Страница 31 из 79
Редкие тихие разговоры всегда кончались ожесточенным спором Демченко и Петровского. Лиза внимательно слушала, но сама молчала, мысленно соглашаясь то с тем, то с другим. Остальные иногда вмешивались. Реже всех — человек без имени. Страстно звучал приглушенный, хрипящий басок Демченко. Сухой шелест голоса Петровского нагонял тоску. За этим безжизненным голосом чудились пытки, мучения, смерть.
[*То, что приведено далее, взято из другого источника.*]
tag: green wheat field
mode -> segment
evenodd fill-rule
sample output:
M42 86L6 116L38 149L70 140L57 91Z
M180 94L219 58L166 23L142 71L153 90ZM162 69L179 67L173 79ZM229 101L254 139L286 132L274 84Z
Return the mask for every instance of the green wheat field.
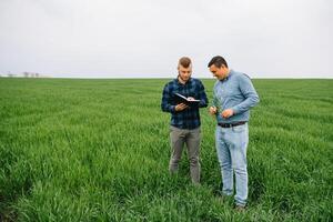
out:
M169 174L168 81L0 79L0 221L333 221L333 80L253 80L243 213L219 198L208 109L201 185L186 153Z

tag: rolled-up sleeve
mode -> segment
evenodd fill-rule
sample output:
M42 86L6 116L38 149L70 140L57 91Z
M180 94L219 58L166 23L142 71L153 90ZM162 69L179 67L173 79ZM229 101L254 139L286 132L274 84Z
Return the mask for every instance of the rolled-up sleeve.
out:
M202 82L199 82L199 97L200 97L200 102L199 102L199 107L200 108L206 108L209 100L206 98L206 94L204 92L204 85L202 84Z
M242 94L244 95L245 100L241 102L240 104L236 104L232 108L235 114L243 113L251 108L255 107L260 99L259 95L252 84L251 79L248 75L240 75L240 90Z

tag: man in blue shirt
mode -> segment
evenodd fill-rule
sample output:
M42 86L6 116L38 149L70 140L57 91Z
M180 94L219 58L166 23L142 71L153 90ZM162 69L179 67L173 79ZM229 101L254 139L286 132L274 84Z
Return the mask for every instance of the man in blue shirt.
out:
M214 57L208 64L218 79L210 113L216 117L215 145L222 173L222 194L233 194L235 174L236 210L243 211L248 200L246 148L249 143L250 109L259 97L251 79L230 70L224 58Z
M200 183L200 113L199 108L208 107L208 99L202 82L191 78L191 59L183 57L179 60L178 78L165 84L161 108L171 113L170 139L171 159L169 170L178 171L184 143L186 143L190 160L191 179L193 183ZM193 105L179 103L175 93L182 94L189 100L200 100Z

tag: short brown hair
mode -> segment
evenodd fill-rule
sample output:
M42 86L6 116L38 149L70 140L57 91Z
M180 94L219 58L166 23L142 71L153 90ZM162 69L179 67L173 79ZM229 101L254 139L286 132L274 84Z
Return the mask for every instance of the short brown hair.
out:
M189 68L192 61L189 57L182 57L179 59L178 65L182 65L183 68Z
M224 64L224 67L228 68L228 63L226 63L225 59L223 57L221 57L221 56L213 57L213 59L211 59L211 61L209 62L208 67L210 68L213 64L216 68L221 68L222 64Z

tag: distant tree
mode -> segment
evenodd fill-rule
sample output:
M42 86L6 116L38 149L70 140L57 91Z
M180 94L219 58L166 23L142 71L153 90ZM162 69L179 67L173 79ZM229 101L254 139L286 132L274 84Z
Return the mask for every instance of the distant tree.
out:
M13 77L14 77L14 74L13 74L13 73L11 73L11 72L8 72L8 77L10 77L10 78L13 78Z
M23 72L24 78L29 77L29 72Z

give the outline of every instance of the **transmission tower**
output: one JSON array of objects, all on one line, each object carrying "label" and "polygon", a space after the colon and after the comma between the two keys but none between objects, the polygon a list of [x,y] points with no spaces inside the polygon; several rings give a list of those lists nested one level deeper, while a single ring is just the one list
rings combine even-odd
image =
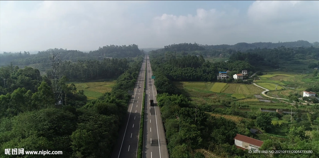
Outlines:
[{"label": "transmission tower", "polygon": [[52,86],[56,100],[56,105],[62,105],[63,103],[62,98],[62,88],[59,80],[61,78],[60,67],[61,65],[60,53],[50,54],[50,59],[52,63]]}]

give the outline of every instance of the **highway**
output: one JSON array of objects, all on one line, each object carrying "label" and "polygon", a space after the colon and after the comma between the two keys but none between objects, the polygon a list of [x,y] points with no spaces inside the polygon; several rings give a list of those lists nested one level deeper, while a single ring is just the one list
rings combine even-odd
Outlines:
[{"label": "highway", "polygon": [[[147,67],[143,157],[168,158],[160,113],[159,108],[157,106],[156,96],[157,93],[154,85],[154,79],[151,78],[152,72],[149,59],[148,55],[146,55]],[[154,100],[155,106],[150,105],[150,100]]]},{"label": "highway", "polygon": [[[146,56],[143,60],[134,87],[134,94],[131,97],[129,103],[126,117],[127,121],[120,130],[117,144],[111,155],[112,158],[135,158],[137,156],[145,78],[145,59]],[[140,88],[138,88],[140,87]]]}]

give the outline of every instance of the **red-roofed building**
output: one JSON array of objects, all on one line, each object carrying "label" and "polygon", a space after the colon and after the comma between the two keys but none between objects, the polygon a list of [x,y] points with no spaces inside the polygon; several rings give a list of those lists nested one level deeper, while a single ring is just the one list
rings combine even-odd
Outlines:
[{"label": "red-roofed building", "polygon": [[263,142],[250,137],[237,134],[234,138],[236,148],[243,150],[258,150]]},{"label": "red-roofed building", "polygon": [[309,92],[307,92],[306,91],[303,91],[303,95],[302,96],[303,97],[310,97],[312,96],[316,96],[316,93],[315,92],[313,92],[311,91]]},{"label": "red-roofed building", "polygon": [[234,79],[242,79],[244,77],[244,75],[241,73],[237,73],[237,74],[235,74],[233,75],[233,77]]}]

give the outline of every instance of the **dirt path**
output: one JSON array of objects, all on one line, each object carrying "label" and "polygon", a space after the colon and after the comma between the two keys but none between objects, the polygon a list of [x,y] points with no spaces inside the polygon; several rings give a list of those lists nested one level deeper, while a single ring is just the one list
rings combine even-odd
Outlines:
[{"label": "dirt path", "polygon": [[[265,93],[266,92],[267,92],[269,91],[269,89],[266,89],[266,88],[264,88],[264,87],[262,87],[262,86],[258,86],[258,85],[257,85],[255,83],[254,83],[253,84],[254,84],[254,85],[255,85],[255,86],[256,86],[260,87],[260,88],[263,88],[263,89],[265,89],[265,90],[263,92],[262,92],[261,93],[263,95],[264,95],[266,97],[268,97],[268,98],[273,98],[273,99],[281,99],[281,100],[288,100],[288,101],[289,100],[287,99],[285,99],[285,98],[274,98],[273,97],[270,97],[270,96],[269,96],[266,95],[266,94]],[[301,103],[301,104],[303,104],[305,105],[307,105],[307,103]],[[309,104],[309,105],[314,105],[315,104]]]}]

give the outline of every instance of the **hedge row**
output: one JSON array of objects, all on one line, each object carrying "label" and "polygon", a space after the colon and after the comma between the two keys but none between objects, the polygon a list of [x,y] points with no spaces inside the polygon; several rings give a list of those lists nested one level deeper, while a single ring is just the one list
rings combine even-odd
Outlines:
[{"label": "hedge row", "polygon": [[144,141],[144,117],[145,114],[145,91],[146,90],[146,75],[147,72],[147,63],[145,66],[145,76],[144,77],[144,91],[143,93],[143,100],[142,102],[142,113],[141,114],[141,124],[140,125],[139,139],[138,140],[138,146],[137,150],[137,158],[142,158],[143,157],[143,141]]}]

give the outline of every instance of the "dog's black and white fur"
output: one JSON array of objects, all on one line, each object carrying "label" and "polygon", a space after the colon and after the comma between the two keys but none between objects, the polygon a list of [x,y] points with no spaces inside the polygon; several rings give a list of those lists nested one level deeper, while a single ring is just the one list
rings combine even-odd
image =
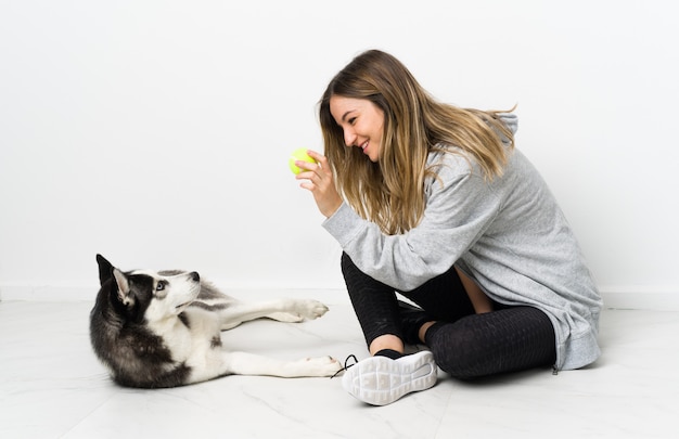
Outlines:
[{"label": "dog's black and white fur", "polygon": [[221,331],[254,319],[317,319],[328,311],[319,301],[247,304],[201,283],[196,272],[123,272],[101,255],[97,261],[101,289],[90,313],[90,339],[121,386],[176,387],[229,374],[332,376],[341,369],[331,357],[281,361],[221,344]]}]

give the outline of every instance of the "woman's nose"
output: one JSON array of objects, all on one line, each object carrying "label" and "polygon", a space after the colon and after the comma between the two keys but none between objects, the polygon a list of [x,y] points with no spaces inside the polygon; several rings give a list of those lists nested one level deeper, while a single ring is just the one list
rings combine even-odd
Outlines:
[{"label": "woman's nose", "polygon": [[354,146],[355,142],[356,142],[356,132],[354,132],[353,130],[344,130],[344,143],[347,146]]}]

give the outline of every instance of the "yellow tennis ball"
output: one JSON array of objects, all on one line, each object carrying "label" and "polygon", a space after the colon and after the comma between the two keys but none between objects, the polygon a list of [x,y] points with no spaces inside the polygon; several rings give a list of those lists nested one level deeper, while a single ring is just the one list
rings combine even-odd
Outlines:
[{"label": "yellow tennis ball", "polygon": [[295,165],[296,160],[307,162],[307,163],[317,163],[313,157],[307,154],[306,147],[298,147],[290,155],[290,159],[287,160],[287,165],[290,166],[290,170],[293,173],[302,172],[302,169]]}]

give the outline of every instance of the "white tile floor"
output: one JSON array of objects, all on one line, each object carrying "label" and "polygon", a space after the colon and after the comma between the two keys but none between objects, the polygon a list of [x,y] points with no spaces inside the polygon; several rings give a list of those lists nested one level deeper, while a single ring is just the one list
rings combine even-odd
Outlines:
[{"label": "white tile floor", "polygon": [[[315,298],[331,309],[320,320],[252,322],[222,340],[290,359],[367,356],[348,299]],[[679,312],[606,310],[603,356],[587,370],[477,383],[439,373],[434,388],[375,408],[345,393],[337,378],[116,387],[90,349],[91,305],[0,302],[0,438],[679,437]]]}]

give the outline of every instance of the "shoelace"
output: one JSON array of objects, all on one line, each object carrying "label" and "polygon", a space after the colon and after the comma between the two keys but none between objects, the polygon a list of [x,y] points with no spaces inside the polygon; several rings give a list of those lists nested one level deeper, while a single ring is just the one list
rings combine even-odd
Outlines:
[{"label": "shoelace", "polygon": [[[349,362],[349,359],[354,359],[354,363],[353,364],[347,364]],[[330,377],[330,379],[334,378],[335,376],[340,375],[342,372],[346,371],[347,369],[351,367],[353,365],[355,365],[356,363],[358,363],[358,359],[356,358],[356,356],[354,353],[351,353],[349,357],[347,357],[344,360],[344,367],[342,367],[341,370],[338,370],[337,372],[335,372],[335,374],[333,376]]]}]

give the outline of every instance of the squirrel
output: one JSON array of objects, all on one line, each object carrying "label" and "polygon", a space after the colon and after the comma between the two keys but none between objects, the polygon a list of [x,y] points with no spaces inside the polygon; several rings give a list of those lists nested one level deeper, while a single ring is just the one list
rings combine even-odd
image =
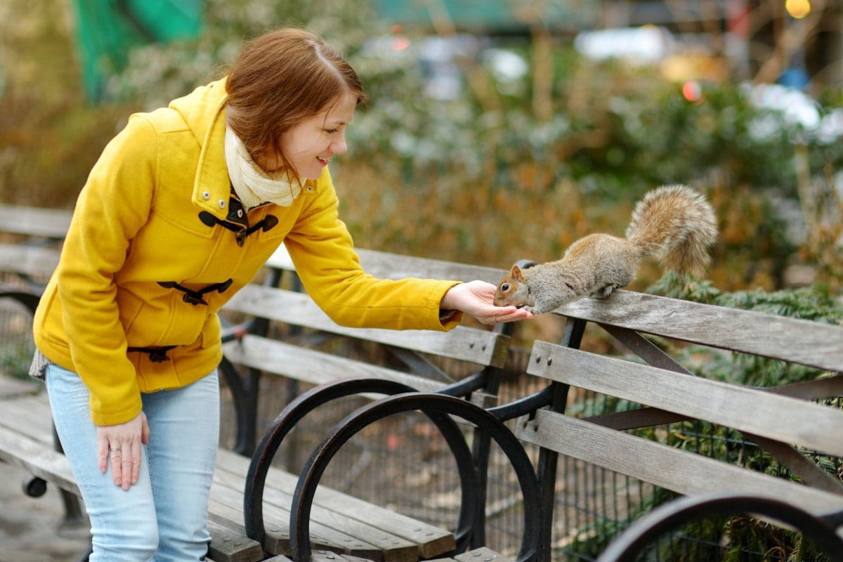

— Все помрем, как мухи осенью, — шелестел Петровский. — Иль как в сетях у паука. Жужжит мушка, бьется, а конец один.
Он натужно вздыхал, поднимая редкие пепельные брови. Кожа лба собиралась в морщины, мелкие и сухие, точно старые, изорванные меха гармошки. Тусклые глаза смотрели тупо. Лизе становилось холодно и жутко от его слов, как от нечаянного прикосновения к мертвецу.
— Если каждый одному пауку горло перегрызет, то всем мухам легче будет! — возражал Демченко, и глаза его загорались гневом. — Да какое там мухам, — зло продолжал он. — Я не муха. И никогда мушиной жизнью жить не буду!
— Тебя не спросят, — устало и покорно говорил Петровский, не меняя позы. — Ухватил паук — и сосет, и сосет...
— Значит, ты себя человеком не считаешь! — упорствовал Демченко. — Пока сам будешь верить, что ты человек, никто тебя мухой быть не заставит. Даже в тенетах у паука можно бороться!
— Не знаю, — снисходительно улыбался Петровский. — Японец — сила. У него — оружие. А у нас кандалы, — он звякнул цепями. — Бороться безрукому? — неуловимая нотка насмешки звучала в его голосе.
— Правда, — неожиданно сказал человек без имени, чуть-чуть приподнимаясь на руках. — Без рук... очень... плохо... — Он с трудом подбирал русские слова. — Нет рук — есть эти... — он оскалил зубы, — вот. Грызть японца можно. Не надо — муха, — он замолчал так же неожиданно, как и начал говорить.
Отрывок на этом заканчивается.